18.-Wenn sie einen Tag Präsident wären, was würden sie ändern?

Unsere Verfassung, das Erziehungs- und Gesundheitssystem

 

19.- Was sollten die Chilenen ernster nehmen?

Umweltschutz und die Kriminalität, die sich in den letzten Jahren im Land verbreitet hat.

 

20.- Welches Buch lesen sie gerade?

«Historia de amor con hombre bailando» von Hernán Rivera Letelier.

 

21.- Was ist Ihr Lieblingsgericht?

Maiskuchen und Kartoffelpuffer mit Apfelmus.

 

22.- Was machen sie am liebsten in Ihrer Freizeit?

Im Garten arbeiten, Sport (Volleyball), Schwimmen, Backen.

 

23.-Bei welchem Film haben Sie geweint?

Bei vielen.  Besonders, in denen Kinder leiden und die von den schrecklichen Tatsachen unserer Weltgeschichte berichten, den vielen Kriegen, die es gegeben hat.

 

24.-Welchen Männertyp finden sie anziehend?

Große Männer mit brauner Haut und dunkelhaarig, die natürlich, sehr romantisch und höflich sind.

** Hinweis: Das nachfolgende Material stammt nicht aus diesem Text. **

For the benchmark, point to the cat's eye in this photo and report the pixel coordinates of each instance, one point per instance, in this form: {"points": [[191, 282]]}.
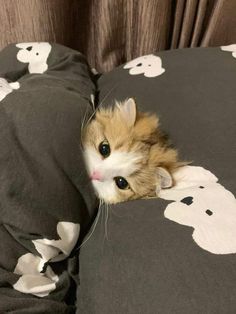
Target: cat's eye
{"points": [[121, 183], [104, 149]]}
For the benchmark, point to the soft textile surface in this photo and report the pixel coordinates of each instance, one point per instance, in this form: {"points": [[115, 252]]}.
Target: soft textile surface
{"points": [[176, 254], [110, 33], [46, 201]]}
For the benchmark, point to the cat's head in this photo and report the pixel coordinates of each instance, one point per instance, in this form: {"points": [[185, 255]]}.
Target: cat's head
{"points": [[126, 155]]}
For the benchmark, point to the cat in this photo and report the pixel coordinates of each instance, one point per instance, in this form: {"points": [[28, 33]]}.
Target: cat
{"points": [[126, 154]]}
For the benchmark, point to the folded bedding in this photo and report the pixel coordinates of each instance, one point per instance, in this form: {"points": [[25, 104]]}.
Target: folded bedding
{"points": [[171, 254]]}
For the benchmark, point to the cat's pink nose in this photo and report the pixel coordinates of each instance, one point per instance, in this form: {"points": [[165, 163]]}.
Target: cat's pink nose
{"points": [[96, 176]]}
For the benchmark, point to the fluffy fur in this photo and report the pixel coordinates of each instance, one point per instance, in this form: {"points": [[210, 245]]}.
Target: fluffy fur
{"points": [[139, 152]]}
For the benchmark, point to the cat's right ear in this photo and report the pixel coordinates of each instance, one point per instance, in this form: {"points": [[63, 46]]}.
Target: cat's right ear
{"points": [[129, 111]]}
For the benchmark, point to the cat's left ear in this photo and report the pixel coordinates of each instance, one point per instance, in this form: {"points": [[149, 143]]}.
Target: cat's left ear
{"points": [[164, 179], [129, 110]]}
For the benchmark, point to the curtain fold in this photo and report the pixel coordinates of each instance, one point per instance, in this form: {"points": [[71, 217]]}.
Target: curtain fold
{"points": [[110, 32]]}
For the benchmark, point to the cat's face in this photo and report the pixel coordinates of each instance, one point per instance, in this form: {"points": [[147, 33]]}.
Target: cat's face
{"points": [[125, 156]]}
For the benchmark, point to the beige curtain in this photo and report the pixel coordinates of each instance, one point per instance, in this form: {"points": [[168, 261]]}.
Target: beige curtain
{"points": [[110, 32]]}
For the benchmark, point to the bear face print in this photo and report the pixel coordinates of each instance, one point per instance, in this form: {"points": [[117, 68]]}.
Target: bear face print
{"points": [[36, 276], [205, 205], [6, 88], [149, 65], [231, 48], [36, 54]]}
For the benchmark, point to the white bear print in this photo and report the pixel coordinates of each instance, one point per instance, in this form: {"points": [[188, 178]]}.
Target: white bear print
{"points": [[202, 203], [149, 65], [37, 277], [231, 48], [36, 54], [6, 88]]}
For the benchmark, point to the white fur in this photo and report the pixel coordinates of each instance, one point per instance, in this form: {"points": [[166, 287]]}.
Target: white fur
{"points": [[117, 164], [36, 57], [149, 65], [6, 88]]}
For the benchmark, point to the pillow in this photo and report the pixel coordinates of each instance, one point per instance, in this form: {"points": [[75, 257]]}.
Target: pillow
{"points": [[175, 254], [46, 201]]}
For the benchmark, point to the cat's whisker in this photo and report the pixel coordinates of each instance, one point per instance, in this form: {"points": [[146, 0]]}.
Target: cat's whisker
{"points": [[106, 220], [101, 103], [94, 224]]}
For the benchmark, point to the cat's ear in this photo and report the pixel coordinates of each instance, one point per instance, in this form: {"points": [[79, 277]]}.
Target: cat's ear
{"points": [[164, 179], [129, 110]]}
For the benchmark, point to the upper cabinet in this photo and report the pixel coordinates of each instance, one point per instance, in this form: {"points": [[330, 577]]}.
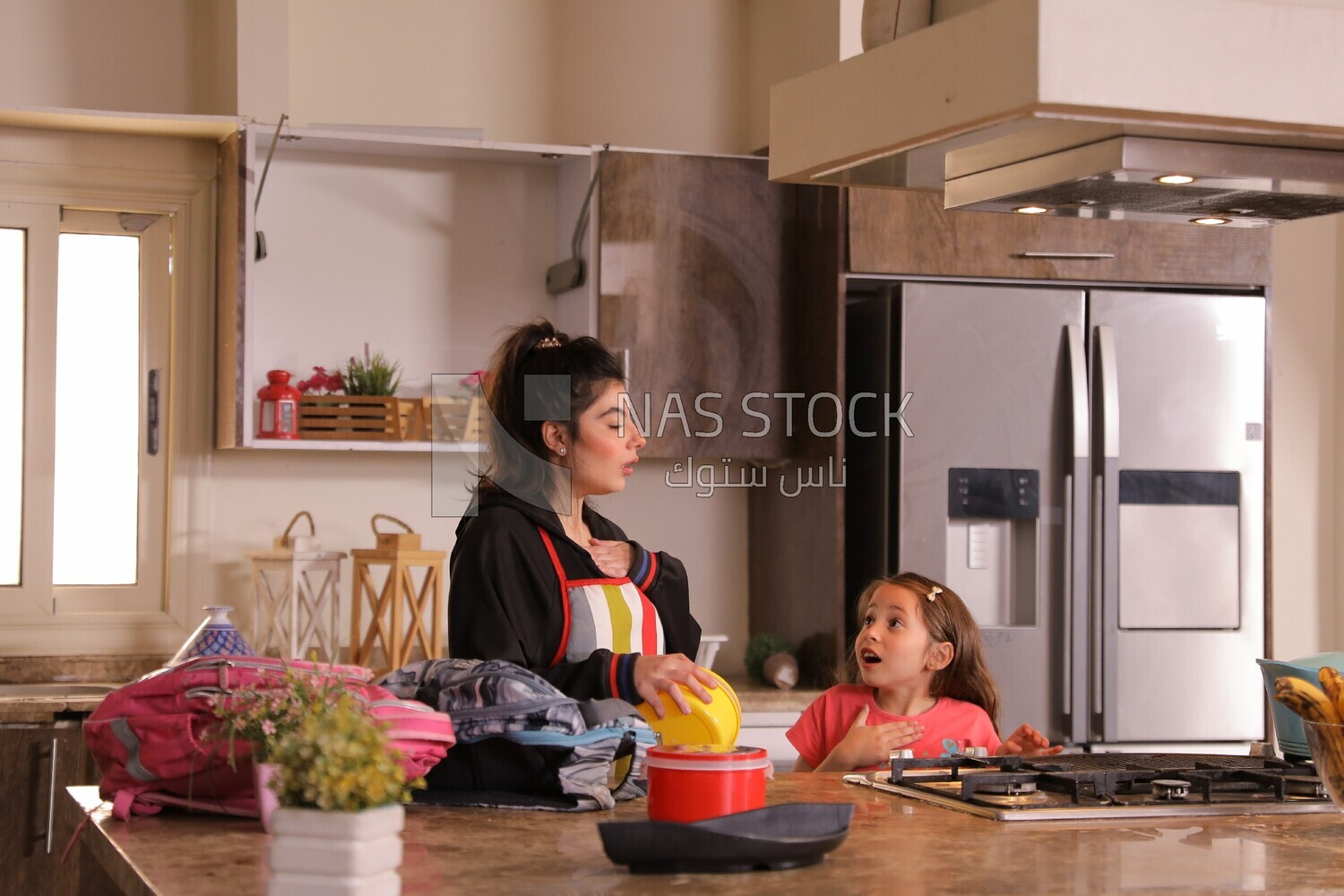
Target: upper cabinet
{"points": [[421, 247], [694, 287], [909, 233]]}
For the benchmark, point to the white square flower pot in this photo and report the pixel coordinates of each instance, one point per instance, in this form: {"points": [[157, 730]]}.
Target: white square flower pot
{"points": [[316, 852]]}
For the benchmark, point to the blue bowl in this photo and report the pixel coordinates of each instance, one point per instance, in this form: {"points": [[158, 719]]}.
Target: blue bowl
{"points": [[1288, 724]]}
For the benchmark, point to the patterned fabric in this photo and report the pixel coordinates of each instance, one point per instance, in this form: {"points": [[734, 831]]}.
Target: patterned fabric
{"points": [[610, 614], [577, 740]]}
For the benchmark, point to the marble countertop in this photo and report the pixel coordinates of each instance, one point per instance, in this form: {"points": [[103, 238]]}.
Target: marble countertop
{"points": [[894, 845], [758, 697]]}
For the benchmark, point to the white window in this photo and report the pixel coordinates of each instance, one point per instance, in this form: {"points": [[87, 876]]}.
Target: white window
{"points": [[105, 359], [86, 311]]}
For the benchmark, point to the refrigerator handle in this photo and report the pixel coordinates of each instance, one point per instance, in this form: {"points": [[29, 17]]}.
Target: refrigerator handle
{"points": [[1107, 536], [1075, 538], [1069, 597]]}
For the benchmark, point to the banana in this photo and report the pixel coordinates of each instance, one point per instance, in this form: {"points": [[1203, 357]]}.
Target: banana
{"points": [[1314, 705], [1333, 685], [1306, 700]]}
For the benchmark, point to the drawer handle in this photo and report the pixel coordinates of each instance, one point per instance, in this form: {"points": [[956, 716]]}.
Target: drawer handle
{"points": [[51, 794], [1080, 255]]}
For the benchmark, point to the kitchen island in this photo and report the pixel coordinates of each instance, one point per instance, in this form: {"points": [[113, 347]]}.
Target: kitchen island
{"points": [[894, 845]]}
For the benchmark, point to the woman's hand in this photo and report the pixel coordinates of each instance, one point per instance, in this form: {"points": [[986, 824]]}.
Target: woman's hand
{"points": [[612, 557], [1029, 742], [666, 672], [867, 745]]}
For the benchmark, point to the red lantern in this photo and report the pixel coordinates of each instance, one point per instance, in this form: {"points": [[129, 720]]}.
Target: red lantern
{"points": [[279, 414]]}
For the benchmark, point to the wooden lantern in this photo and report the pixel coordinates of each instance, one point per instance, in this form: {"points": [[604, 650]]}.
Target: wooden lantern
{"points": [[296, 597], [402, 616]]}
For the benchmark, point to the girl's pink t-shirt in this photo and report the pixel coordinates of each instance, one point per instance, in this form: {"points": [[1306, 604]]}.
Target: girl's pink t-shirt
{"points": [[951, 726]]}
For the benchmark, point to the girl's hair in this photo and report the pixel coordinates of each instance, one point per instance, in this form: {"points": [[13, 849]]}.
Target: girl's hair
{"points": [[967, 677], [526, 389]]}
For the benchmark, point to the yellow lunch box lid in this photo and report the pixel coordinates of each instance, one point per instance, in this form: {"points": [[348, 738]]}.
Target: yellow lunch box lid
{"points": [[710, 723]]}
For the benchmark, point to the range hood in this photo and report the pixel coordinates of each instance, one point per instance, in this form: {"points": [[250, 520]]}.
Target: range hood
{"points": [[1218, 112]]}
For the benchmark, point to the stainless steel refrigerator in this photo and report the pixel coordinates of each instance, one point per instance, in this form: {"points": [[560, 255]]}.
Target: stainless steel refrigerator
{"points": [[1086, 468]]}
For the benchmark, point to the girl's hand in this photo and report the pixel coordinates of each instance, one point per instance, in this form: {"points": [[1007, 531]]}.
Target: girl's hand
{"points": [[666, 672], [870, 745], [1029, 742], [612, 557]]}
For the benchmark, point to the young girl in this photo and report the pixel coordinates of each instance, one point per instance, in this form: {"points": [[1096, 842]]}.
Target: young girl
{"points": [[925, 685]]}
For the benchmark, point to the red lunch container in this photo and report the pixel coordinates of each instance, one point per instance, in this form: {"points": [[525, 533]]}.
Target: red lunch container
{"points": [[690, 782]]}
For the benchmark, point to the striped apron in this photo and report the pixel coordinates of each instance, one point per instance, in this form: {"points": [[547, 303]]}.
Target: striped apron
{"points": [[604, 613]]}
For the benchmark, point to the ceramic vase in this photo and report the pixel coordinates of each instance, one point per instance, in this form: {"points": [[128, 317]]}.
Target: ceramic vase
{"points": [[266, 798], [336, 853], [215, 637]]}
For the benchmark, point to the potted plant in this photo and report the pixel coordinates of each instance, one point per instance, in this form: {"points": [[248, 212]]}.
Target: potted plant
{"points": [[340, 790], [258, 716], [358, 402]]}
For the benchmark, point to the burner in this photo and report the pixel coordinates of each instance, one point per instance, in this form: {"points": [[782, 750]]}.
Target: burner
{"points": [[1171, 788], [1007, 788], [1304, 788], [1013, 799]]}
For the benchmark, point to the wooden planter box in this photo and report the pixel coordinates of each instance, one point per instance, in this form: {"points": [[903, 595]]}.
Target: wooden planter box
{"points": [[454, 419], [359, 417]]}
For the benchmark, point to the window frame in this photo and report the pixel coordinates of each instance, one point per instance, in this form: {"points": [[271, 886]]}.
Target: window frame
{"points": [[167, 177]]}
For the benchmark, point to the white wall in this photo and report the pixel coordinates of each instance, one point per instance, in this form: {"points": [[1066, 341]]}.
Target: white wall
{"points": [[129, 56], [1305, 418], [566, 72]]}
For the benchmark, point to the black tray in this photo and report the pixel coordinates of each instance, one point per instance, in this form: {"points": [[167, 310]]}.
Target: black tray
{"points": [[771, 839]]}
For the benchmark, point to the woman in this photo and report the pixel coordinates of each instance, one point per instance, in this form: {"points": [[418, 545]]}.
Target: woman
{"points": [[538, 576]]}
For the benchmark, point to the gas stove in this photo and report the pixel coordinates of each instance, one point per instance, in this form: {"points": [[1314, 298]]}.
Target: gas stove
{"points": [[1088, 786]]}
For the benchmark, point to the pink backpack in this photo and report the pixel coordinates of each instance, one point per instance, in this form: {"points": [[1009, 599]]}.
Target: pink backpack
{"points": [[158, 742]]}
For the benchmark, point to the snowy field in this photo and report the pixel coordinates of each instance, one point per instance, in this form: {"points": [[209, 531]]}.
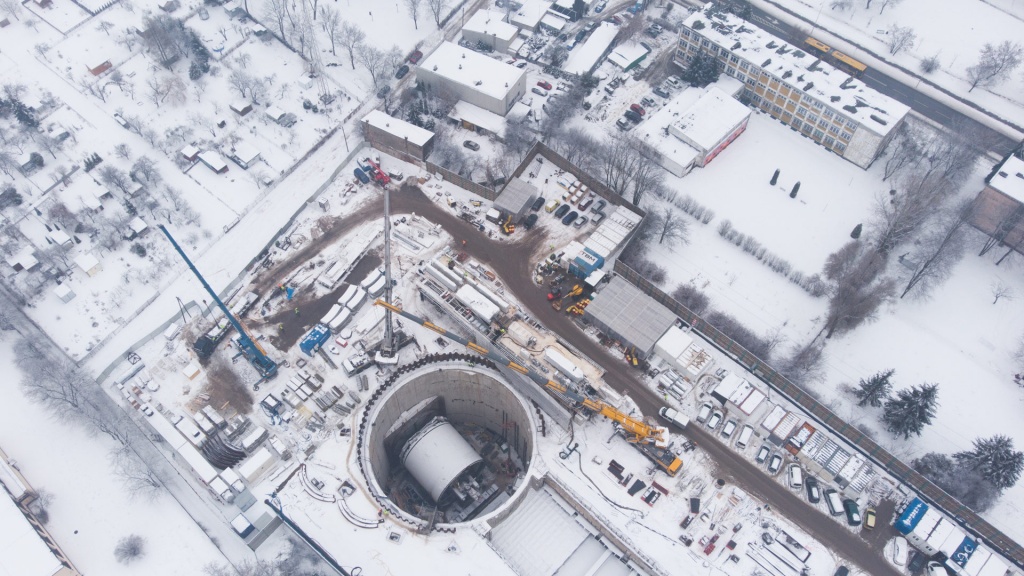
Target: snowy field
{"points": [[954, 31]]}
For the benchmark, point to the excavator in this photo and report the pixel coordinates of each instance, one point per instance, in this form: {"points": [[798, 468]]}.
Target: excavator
{"points": [[651, 441]]}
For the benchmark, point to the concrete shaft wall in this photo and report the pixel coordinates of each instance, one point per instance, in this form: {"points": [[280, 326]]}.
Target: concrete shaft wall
{"points": [[471, 396]]}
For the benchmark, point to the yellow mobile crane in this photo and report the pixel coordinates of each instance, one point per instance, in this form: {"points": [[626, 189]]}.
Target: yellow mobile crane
{"points": [[649, 440]]}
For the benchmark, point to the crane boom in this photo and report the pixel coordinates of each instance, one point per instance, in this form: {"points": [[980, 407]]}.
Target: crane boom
{"points": [[266, 367], [649, 439]]}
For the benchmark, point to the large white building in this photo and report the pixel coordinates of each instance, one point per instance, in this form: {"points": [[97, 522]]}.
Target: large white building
{"points": [[821, 101], [473, 77]]}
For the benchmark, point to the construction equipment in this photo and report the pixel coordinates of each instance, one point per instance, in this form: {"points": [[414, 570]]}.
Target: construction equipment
{"points": [[380, 176], [649, 440], [266, 367]]}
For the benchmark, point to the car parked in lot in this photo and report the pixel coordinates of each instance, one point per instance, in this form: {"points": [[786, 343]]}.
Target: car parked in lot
{"points": [[715, 420], [813, 491]]}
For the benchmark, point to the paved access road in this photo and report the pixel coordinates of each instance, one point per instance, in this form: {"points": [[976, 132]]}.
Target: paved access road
{"points": [[516, 273]]}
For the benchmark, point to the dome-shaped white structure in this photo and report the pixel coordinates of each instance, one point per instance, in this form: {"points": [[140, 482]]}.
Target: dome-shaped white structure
{"points": [[437, 455]]}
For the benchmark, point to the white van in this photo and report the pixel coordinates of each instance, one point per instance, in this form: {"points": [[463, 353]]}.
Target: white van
{"points": [[744, 437], [674, 416], [796, 477]]}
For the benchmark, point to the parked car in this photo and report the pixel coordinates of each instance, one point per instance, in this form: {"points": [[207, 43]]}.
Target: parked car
{"points": [[813, 491], [704, 412], [715, 420], [869, 519]]}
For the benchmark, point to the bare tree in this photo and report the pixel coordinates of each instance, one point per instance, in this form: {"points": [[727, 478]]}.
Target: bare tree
{"points": [[1001, 291], [900, 38], [130, 548], [331, 21], [940, 251], [994, 64], [351, 39], [437, 9], [413, 6], [855, 292]]}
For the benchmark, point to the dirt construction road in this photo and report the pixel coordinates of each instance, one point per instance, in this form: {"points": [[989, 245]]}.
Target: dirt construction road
{"points": [[515, 272]]}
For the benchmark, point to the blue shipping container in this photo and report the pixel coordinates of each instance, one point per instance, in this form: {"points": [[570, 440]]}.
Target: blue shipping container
{"points": [[314, 339], [910, 517]]}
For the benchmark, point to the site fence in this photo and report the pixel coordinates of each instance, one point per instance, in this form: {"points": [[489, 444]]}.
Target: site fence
{"points": [[992, 537]]}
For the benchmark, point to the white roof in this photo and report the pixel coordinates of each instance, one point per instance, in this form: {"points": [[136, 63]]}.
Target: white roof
{"points": [[246, 153], [23, 552], [784, 59], [478, 117], [397, 127], [1013, 182], [473, 70], [87, 261], [627, 53], [530, 13], [584, 57], [492, 24], [713, 117], [213, 159]]}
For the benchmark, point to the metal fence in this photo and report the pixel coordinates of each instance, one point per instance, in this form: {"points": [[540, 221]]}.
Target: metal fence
{"points": [[928, 491]]}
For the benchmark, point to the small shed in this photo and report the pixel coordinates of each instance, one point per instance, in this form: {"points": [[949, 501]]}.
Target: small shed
{"points": [[98, 66], [89, 263], [190, 153], [245, 155], [213, 161], [65, 293]]}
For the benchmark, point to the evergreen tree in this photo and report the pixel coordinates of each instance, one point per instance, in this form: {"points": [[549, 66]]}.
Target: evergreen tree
{"points": [[875, 391], [995, 459], [704, 70], [911, 410]]}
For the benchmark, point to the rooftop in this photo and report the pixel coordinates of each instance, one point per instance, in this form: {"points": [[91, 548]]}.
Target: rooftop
{"points": [[398, 127], [791, 64], [1010, 178], [635, 317], [491, 24], [711, 119], [473, 70]]}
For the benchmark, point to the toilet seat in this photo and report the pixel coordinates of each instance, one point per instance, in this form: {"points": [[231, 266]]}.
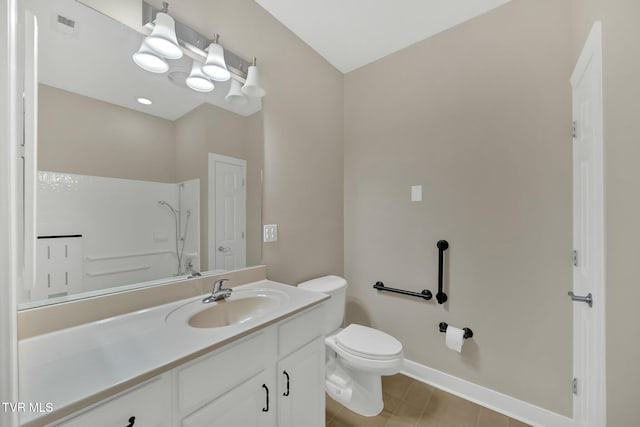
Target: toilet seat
{"points": [[368, 343]]}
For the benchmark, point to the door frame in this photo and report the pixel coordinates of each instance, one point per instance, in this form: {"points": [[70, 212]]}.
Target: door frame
{"points": [[591, 55], [211, 218], [10, 69]]}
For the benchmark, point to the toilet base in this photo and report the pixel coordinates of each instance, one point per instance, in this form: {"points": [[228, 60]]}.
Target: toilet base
{"points": [[358, 391]]}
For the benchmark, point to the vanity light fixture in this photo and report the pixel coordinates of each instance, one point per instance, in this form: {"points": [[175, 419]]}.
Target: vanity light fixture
{"points": [[252, 85], [215, 66], [163, 37], [197, 80], [235, 95], [170, 39], [147, 59]]}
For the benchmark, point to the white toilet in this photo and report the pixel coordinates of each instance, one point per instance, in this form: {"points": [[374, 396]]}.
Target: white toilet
{"points": [[357, 356]]}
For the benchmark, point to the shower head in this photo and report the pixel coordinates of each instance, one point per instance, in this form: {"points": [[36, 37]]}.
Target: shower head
{"points": [[163, 203]]}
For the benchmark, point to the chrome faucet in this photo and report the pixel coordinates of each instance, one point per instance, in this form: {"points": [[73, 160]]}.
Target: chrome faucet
{"points": [[219, 292]]}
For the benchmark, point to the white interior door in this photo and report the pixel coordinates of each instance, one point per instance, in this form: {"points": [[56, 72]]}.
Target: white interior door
{"points": [[588, 236], [227, 212]]}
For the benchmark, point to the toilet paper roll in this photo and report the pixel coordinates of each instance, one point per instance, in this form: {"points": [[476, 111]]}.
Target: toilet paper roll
{"points": [[454, 338]]}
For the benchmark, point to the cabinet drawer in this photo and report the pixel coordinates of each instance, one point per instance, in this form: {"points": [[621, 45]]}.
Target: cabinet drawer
{"points": [[207, 378], [150, 404], [299, 330]]}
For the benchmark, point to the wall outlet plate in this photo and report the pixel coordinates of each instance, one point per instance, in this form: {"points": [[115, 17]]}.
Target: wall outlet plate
{"points": [[270, 233]]}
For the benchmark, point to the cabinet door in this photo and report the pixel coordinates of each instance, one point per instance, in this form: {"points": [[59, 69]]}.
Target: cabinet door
{"points": [[146, 406], [250, 404], [301, 387]]}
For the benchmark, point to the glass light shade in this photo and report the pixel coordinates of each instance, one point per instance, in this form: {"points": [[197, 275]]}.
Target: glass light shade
{"points": [[163, 37], [147, 59], [197, 80], [215, 67], [252, 85], [235, 95]]}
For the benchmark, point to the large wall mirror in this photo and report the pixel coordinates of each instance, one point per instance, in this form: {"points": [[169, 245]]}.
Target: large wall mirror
{"points": [[133, 194]]}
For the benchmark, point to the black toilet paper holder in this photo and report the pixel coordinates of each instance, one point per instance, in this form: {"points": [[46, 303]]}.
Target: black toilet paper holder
{"points": [[468, 333]]}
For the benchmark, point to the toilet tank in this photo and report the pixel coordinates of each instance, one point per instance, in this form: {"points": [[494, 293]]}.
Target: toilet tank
{"points": [[336, 287]]}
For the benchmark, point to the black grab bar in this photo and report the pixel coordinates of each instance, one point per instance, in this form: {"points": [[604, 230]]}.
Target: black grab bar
{"points": [[426, 294], [442, 245]]}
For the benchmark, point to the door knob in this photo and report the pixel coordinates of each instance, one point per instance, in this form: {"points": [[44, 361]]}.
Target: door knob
{"points": [[588, 299]]}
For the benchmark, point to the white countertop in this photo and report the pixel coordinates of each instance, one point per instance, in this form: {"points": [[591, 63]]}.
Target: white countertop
{"points": [[65, 367]]}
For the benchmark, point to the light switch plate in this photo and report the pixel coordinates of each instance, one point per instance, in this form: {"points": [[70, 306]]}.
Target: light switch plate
{"points": [[270, 233], [416, 193]]}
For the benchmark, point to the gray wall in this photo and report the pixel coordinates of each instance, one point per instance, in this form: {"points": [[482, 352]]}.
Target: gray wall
{"points": [[621, 62], [303, 130], [479, 116], [82, 135], [303, 142]]}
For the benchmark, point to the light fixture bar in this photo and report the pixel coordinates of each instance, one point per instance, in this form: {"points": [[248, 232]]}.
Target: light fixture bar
{"points": [[197, 43]]}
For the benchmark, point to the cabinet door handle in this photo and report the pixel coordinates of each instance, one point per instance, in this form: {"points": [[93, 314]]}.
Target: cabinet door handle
{"points": [[266, 409], [286, 393]]}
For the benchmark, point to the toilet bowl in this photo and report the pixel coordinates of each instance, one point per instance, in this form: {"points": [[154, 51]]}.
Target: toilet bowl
{"points": [[357, 356]]}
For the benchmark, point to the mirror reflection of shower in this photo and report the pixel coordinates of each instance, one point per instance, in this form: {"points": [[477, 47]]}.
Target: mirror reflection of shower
{"points": [[180, 238]]}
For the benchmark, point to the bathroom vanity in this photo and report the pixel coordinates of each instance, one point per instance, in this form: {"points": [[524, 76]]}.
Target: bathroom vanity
{"points": [[263, 366]]}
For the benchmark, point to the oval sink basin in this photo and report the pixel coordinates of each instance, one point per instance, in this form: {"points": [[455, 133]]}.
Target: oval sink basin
{"points": [[233, 311], [244, 305]]}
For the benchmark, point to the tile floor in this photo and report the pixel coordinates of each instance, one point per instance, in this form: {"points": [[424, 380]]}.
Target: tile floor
{"points": [[410, 403]]}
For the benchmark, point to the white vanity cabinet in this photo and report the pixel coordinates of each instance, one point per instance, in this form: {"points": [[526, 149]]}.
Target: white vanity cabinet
{"points": [[301, 398], [273, 377], [147, 405], [248, 404], [246, 383]]}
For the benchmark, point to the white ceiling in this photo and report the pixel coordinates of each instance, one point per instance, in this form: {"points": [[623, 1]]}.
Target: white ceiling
{"points": [[353, 33], [95, 60]]}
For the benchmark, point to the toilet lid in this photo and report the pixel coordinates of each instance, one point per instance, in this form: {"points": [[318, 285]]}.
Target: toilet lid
{"points": [[368, 342]]}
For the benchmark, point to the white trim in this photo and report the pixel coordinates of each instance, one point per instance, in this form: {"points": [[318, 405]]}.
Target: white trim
{"points": [[213, 158], [507, 405], [9, 120], [591, 55]]}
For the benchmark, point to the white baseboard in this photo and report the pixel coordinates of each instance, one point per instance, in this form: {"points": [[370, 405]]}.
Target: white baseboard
{"points": [[507, 405]]}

Also ganz so wie mein Mann!

 

25.-Wem wollten Sie schon lange ein Kompliment machen?

Meinen Kindern

 

26.- Was sollte Ihnen später einmal nachgesagt werden?

Das ist mir eigentlich egal. Ich hoffe nur, dass meine Familie immer mit Humor an mich denkt.

 

27.-Wie lautet Ihr Lebensmotto?

Hab Sonne im Herzen, ob’s stürmt oder schneit.